No cool imagery. No deserted wastelands, no farm houses that give an ode to the macabre, no hysterical chase scenes, no people pieces in the fridge. This movie forgot about its setting, and the worse thing of all, is you’re probably going to have to be a fan of the series to understand where this is going. And at that point you might as well watch one of the originals, or check out some random three second long YouTube clip that offers some fancy quote by Lee Ermey.
“People may not remember what we say here tonight, but by God they’ll remember what we did.”
Aaah, now I feel better.
So what was good about this movie? Well, it’s gorgeous to look at, for one thing. It’s also in 3D, and it has some interesting effects in that respect. But you know, there should have been a few more deaths, and instead of making sure everything just sticks out in my face, they could have concentrated on generating more intestines and brain matter and skull pieces. I hate how all that 3D stuff seems so much of a replacement for visual quality, and I have an idea that Tom Savini might agree with me. Spray paint blood just looks silly, no matter how much of it you put in.
The story also has its moments, even if I personally think most of it fails. There are some touching moments between our protagonist and our antagonist, which makes you scream out a great big hell yeah. But it really isn’t worth the hour and a half this movie uses to piss around the bush.
Most of the characters are highly forgettable, and the talent of some of the actors, because there is much talent, don’t get me wrong, is completely ridiculed with the premise. I think they just worked with what they had. I was going to save a soft spot for Leatherface, but he also fails to impress. The story shows him as having feelings, but did they really have to try and emphasize this by giving him a big, red Christmas sweater? Especially considering how much the story has crafted itself to be something other than blood and guts.

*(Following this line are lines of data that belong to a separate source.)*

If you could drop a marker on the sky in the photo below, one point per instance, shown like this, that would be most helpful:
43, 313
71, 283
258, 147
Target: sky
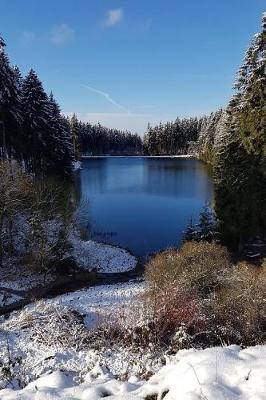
125, 63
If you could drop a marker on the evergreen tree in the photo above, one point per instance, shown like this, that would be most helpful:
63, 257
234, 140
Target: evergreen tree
36, 112
59, 144
74, 128
240, 170
10, 112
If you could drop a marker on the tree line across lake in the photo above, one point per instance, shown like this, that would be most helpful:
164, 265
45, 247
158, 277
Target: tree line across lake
34, 132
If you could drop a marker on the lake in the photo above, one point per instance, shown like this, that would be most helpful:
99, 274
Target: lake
142, 204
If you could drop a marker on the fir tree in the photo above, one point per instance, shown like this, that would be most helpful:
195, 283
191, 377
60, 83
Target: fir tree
240, 170
59, 149
74, 128
10, 112
36, 124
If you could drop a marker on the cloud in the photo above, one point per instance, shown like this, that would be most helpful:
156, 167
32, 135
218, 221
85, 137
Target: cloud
107, 97
113, 17
61, 34
27, 37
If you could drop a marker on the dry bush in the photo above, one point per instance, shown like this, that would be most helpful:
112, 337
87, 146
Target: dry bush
240, 305
197, 265
51, 325
175, 313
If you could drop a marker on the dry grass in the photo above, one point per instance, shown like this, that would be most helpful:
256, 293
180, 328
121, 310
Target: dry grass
197, 265
240, 305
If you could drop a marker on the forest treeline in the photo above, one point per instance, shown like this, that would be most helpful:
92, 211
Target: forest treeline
34, 132
45, 142
98, 140
233, 141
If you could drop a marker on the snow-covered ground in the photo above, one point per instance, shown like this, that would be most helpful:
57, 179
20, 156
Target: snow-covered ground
89, 255
49, 335
210, 374
166, 156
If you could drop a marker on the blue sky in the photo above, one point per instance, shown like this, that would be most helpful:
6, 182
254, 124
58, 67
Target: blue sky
127, 63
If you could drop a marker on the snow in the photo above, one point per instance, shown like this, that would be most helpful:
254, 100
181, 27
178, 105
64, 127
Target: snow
46, 336
166, 156
102, 257
213, 374
76, 165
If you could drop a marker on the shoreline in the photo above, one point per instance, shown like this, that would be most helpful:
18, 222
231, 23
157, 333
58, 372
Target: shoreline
140, 156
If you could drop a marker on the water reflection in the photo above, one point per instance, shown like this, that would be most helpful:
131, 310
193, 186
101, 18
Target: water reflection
143, 204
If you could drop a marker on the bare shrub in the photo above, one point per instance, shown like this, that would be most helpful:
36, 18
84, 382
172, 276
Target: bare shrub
197, 265
176, 314
51, 325
240, 305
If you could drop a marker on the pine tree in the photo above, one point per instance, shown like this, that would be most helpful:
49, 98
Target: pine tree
74, 128
59, 148
10, 112
240, 170
36, 113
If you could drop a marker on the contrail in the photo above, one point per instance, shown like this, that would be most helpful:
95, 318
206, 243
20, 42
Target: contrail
107, 96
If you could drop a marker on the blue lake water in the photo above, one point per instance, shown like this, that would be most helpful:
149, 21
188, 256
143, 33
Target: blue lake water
142, 204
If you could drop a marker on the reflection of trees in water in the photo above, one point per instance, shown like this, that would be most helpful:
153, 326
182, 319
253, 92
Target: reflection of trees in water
184, 178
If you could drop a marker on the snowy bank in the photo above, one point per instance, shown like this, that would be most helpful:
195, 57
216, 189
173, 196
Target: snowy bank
166, 156
213, 374
76, 165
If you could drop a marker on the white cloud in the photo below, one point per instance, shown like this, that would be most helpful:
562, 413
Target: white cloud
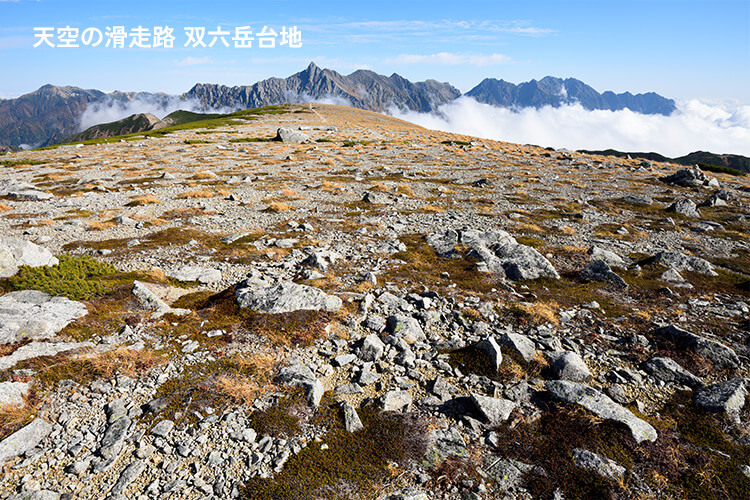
696, 125
111, 110
194, 61
451, 59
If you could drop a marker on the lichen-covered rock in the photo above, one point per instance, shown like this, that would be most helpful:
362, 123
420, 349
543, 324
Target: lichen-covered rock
31, 314
285, 297
15, 252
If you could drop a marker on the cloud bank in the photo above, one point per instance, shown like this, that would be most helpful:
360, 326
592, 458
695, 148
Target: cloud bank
159, 105
696, 125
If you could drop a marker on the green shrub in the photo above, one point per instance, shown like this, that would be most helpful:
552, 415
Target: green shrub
78, 278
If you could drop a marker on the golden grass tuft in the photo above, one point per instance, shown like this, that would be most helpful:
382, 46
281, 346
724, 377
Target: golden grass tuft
277, 207
139, 201
100, 225
202, 193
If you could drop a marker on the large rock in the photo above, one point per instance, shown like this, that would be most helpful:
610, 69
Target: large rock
15, 252
195, 273
36, 349
405, 327
491, 350
520, 344
494, 410
444, 242
22, 191
151, 301
685, 207
301, 376
687, 177
600, 271
24, 439
682, 262
568, 365
667, 370
499, 253
35, 315
594, 462
372, 348
712, 350
285, 297
602, 406
13, 393
284, 134
724, 397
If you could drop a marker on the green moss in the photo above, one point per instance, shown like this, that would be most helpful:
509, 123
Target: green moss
352, 466
78, 278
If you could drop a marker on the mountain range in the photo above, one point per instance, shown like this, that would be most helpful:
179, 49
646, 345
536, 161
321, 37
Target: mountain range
52, 114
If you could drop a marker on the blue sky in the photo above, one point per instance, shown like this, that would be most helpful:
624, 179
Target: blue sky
681, 49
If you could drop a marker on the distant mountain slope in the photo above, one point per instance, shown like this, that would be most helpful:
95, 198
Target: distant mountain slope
737, 162
362, 89
551, 91
46, 115
130, 125
52, 114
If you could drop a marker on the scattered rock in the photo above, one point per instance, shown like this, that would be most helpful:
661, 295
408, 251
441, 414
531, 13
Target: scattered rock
724, 397
36, 315
24, 439
602, 406
285, 297
15, 252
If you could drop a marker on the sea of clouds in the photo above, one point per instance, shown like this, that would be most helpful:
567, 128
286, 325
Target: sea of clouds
160, 105
695, 125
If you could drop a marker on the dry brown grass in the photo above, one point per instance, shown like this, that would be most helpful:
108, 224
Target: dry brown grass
100, 225
139, 201
201, 193
206, 174
277, 207
540, 312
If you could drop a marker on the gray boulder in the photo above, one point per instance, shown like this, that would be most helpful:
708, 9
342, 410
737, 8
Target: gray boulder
568, 365
724, 397
603, 466
444, 242
611, 258
685, 207
602, 406
35, 315
682, 262
24, 439
285, 297
22, 191
600, 271
405, 327
494, 410
15, 252
13, 393
687, 177
372, 348
352, 423
520, 344
301, 376
712, 350
284, 134
395, 401
667, 370
491, 350
36, 349
195, 273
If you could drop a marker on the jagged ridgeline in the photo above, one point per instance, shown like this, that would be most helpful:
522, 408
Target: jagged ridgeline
52, 114
307, 301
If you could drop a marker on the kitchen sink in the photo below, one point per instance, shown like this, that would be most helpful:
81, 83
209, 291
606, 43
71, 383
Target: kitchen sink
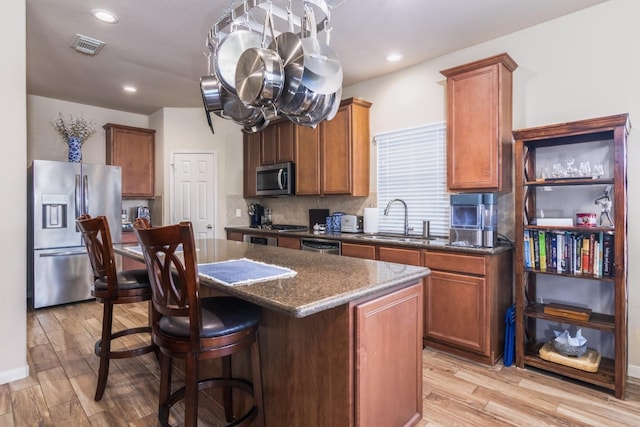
402, 239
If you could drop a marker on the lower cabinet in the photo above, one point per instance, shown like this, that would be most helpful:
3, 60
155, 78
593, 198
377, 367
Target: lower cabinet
289, 242
388, 337
359, 251
466, 298
128, 263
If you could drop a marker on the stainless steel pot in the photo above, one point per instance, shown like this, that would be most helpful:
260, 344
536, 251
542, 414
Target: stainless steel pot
228, 53
260, 73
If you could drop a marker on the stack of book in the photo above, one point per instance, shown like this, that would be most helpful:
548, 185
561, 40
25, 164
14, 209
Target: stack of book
569, 252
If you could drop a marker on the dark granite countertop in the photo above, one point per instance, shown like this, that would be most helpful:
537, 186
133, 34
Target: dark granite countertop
322, 281
360, 239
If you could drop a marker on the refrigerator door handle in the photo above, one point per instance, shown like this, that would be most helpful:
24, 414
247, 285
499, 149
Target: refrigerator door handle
85, 188
78, 197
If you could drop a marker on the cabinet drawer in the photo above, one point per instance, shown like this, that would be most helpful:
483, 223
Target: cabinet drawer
399, 255
469, 264
359, 251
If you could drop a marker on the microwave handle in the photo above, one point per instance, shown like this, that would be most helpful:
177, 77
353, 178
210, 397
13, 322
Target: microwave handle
280, 175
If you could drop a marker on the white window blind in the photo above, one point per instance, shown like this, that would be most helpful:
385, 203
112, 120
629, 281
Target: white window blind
412, 167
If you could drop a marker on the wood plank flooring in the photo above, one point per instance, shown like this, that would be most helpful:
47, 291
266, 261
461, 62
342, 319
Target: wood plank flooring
457, 392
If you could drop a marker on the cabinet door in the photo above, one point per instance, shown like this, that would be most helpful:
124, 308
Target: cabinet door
456, 310
307, 161
336, 153
286, 133
251, 160
479, 143
359, 251
269, 146
389, 359
133, 150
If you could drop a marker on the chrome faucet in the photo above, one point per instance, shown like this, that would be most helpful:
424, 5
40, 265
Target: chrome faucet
406, 216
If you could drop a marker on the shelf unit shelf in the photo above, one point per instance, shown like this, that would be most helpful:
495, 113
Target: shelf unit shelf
607, 293
605, 377
603, 322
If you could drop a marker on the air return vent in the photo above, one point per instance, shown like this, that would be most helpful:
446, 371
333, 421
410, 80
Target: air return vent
86, 44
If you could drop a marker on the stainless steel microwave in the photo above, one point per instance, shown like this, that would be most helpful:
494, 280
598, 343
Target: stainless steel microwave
275, 180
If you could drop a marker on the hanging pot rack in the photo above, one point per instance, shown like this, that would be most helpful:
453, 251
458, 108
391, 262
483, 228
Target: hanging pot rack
310, 99
243, 12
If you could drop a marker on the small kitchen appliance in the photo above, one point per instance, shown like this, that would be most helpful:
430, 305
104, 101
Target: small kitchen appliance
275, 180
351, 224
474, 219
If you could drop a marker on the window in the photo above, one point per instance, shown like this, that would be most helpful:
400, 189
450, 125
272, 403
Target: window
412, 167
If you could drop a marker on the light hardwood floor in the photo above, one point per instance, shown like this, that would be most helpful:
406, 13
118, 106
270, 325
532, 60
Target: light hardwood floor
457, 392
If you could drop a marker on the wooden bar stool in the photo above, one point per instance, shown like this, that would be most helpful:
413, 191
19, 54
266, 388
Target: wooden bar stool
111, 288
193, 329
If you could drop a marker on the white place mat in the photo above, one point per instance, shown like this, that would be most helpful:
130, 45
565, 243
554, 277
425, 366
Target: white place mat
243, 272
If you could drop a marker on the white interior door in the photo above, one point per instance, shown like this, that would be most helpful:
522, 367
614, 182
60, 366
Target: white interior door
194, 192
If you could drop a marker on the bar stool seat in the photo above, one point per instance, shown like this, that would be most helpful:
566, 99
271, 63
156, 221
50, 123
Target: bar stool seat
112, 288
193, 329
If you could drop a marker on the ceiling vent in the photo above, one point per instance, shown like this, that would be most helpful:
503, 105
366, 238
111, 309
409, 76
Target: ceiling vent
84, 44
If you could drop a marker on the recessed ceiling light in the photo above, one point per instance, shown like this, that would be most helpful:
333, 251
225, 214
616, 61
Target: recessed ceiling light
394, 57
104, 16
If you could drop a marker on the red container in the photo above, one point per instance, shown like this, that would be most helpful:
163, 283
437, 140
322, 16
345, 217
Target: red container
586, 219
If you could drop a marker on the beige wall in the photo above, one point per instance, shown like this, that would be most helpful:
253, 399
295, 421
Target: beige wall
13, 175
579, 66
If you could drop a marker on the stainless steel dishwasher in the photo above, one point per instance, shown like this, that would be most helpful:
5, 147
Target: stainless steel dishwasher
324, 246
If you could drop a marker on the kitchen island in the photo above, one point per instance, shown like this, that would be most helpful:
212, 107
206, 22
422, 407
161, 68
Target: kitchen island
341, 341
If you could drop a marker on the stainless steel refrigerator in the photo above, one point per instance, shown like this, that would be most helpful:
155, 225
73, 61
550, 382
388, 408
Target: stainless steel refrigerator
58, 265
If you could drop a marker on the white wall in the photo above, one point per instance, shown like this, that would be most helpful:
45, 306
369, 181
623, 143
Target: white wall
46, 144
13, 175
576, 67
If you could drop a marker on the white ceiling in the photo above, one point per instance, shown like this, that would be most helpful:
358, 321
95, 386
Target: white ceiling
158, 45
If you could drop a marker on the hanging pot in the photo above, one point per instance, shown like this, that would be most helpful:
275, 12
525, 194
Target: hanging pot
322, 70
260, 73
289, 46
228, 53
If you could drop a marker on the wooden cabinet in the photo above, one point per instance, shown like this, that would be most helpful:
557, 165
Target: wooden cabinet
332, 159
562, 168
132, 149
289, 242
250, 161
308, 162
479, 142
278, 143
130, 263
388, 358
345, 146
466, 298
359, 251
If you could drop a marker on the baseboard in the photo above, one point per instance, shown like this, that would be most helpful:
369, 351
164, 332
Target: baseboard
633, 371
14, 374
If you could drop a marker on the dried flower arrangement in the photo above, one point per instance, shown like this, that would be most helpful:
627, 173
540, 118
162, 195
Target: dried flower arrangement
75, 127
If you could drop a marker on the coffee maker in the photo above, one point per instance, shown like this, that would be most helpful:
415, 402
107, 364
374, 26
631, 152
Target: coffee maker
474, 219
256, 212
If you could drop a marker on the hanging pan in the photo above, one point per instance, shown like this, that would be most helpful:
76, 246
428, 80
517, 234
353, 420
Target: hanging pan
229, 51
260, 73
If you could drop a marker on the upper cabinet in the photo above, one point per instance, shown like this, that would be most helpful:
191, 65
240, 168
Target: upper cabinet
132, 149
344, 150
479, 141
278, 143
332, 159
250, 161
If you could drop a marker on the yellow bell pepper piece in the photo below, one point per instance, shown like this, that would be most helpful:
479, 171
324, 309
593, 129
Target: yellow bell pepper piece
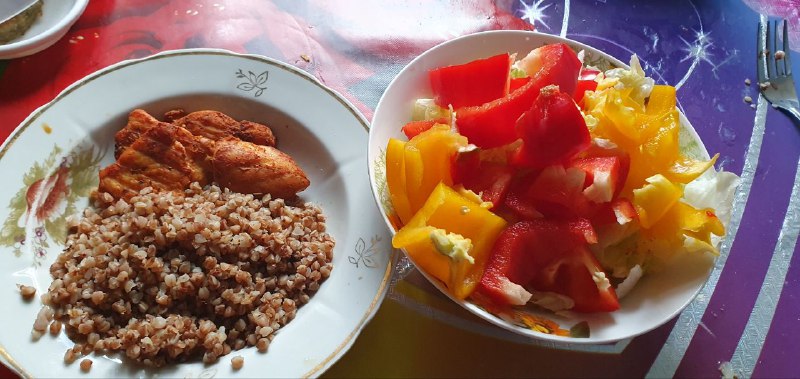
454, 213
684, 220
686, 169
654, 199
436, 146
396, 179
662, 100
414, 167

I don’t mind innovation and new elements in my horror, in fact I welcome it. But if you’re just gonna screw it up…Chainsaw isn’t something hard to get, and my conclusion is, they really should have stuck with the more original formula, and not try to make something new. Another good thing about this movie is that its ending doesn’t promise much for a sequel.
The worst part is that they could have done something very different as they’ve attempted, but still make it fun. Making cheap attempts at eye winks for old time fans with “a stranger riding in the van” or just hanging a few bones here and there isn’t going to win over the hard-core fan who came for the violence but stayed for the sunset. And as such a fan, I’m sorely disappointed with this movie. And I still would be, if I had never watched any of the others, ever.
I command the effort and the work put into it, but this series isn’t about people cheating on each other or some Saw type deal (the horror franchise with Jigsaw) revelation in the police station. It’s about some crazy bastard wanting to sew your face on to his. How hard is this to get? But at least there was a chainsaw duel in it. Can’t argue that. That gives it one point more than I had first intended, so 3/10.
Now I’d like to apologize to anyone who reads this and loved the movie; fans and new comers alike, but I sort of take my horror too seriously, and I find that this movie was ruined to no ends, for the most part, especially considering the franchise it was trying so hard to honor. I really did appreciate some of the knot making and drama, but to me that alone does not make a TCM film.